Jihad admitted that his media office works "to help Iraqis understand the nature of the work of these companies and their investing in Iraq".
Despite the efforts of Jihad's office to prove otherwise, Iraqis Al Jazeera spoke with disagree.
"Only a naïve child could believe the Americans came here for something besides our oil," Ahmed Ali, an unemployed engineer, told Al Jazeera. "Nor can we believe their being here has anything to do with helping the Iraqi people."
Basim al-Khalili, a restaurant owner in Baghdad's Karada district, agrees.
"If Iraq had no oil, would America have sacrificed thousands of its soldiers and hundreds of billions of dollars to come here?"

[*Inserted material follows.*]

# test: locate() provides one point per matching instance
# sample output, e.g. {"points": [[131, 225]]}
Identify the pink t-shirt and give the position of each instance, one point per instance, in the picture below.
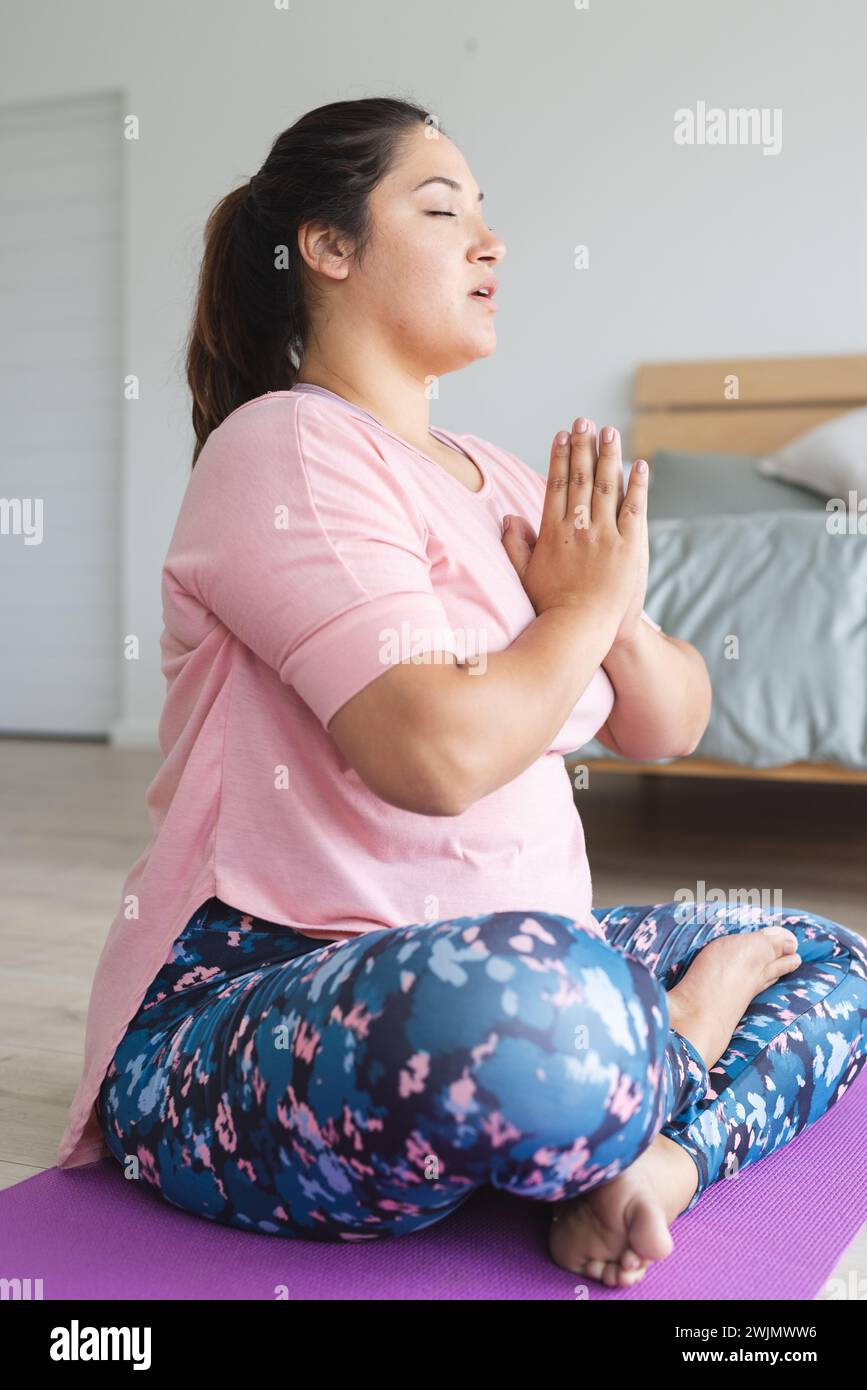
{"points": [[313, 549]]}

Oil analyst Juhasz also agrees.
"The US and other western oil companies and their governments had been lobbying for passage of a new national law in Iraq, the Iraq Oil Law, which would move Iraq from a nationalised to a largely privatised oil market using Production Sharing Agreements (PSAs), a type of contract model used in just approximately 12 per cent of the world's oil market."
She explained that this agreement has been summarily rejected by most countries, including all of Iraq's neighbours, "because it provides far more benefits to the foreign corporation than to the domestic government".
But it has not been an easy road for the western oil companies in Iraq.
"Major western companies, such as Chevron and ConocoPhillips, that had hoped to sign contracts were unable to do so. A third round [of contracts] took place in December 2010 and saw no major western oil companies (except Shell) win contracts. I believe that there was an Iraqi backlash against the awarding of contracts to the large western major oil companies. Thus, in December 2010, fields went to Russian oil companies Lukoil and Gazprom, Norway's Statoil, and the Angolan company Sonangol, among others."
Unlike under Iraq's Oil Law, these contracts do not need to go through parliament, according to the central government. This means the contracts are being signed without public discourse.
"The public is against privatisation, which is one reason why the law has not passed," added Juhasz. "The contracts are enacting a form of privatisation without public discourse and essentially at the butt of a gun - these contracts have all been awarded during a foreign military occupation with the largest contracts going to companies from the foreign occupiers' countries. It seems that democracy and equity are the two largest losers in this oil battle."
Iraq's oil future
Under the current circumstances, the possibility of a withdrawal of western oil companies from Iraq appears remote, and the Obama administration continues to pressure Baghdad to pass the Iraq Oil Law.
Nevertheless, resistance to the western presence continues.
"The bottom line is that it seems clear that the majority of Iraqis want their oil and its operations to remain in Iraqi hands," said Juhasz. "Thus far, it has required a massive foreign military invasion and occupation to grant the foreign oil companies the access they have thus far garnered."
While Iraq's security remains as volatile as ever, as does the political landscape - which can change dramatically at any moment - there is one thing we can always count on as being at the heart of these conflicts, and that is Iraq's oil.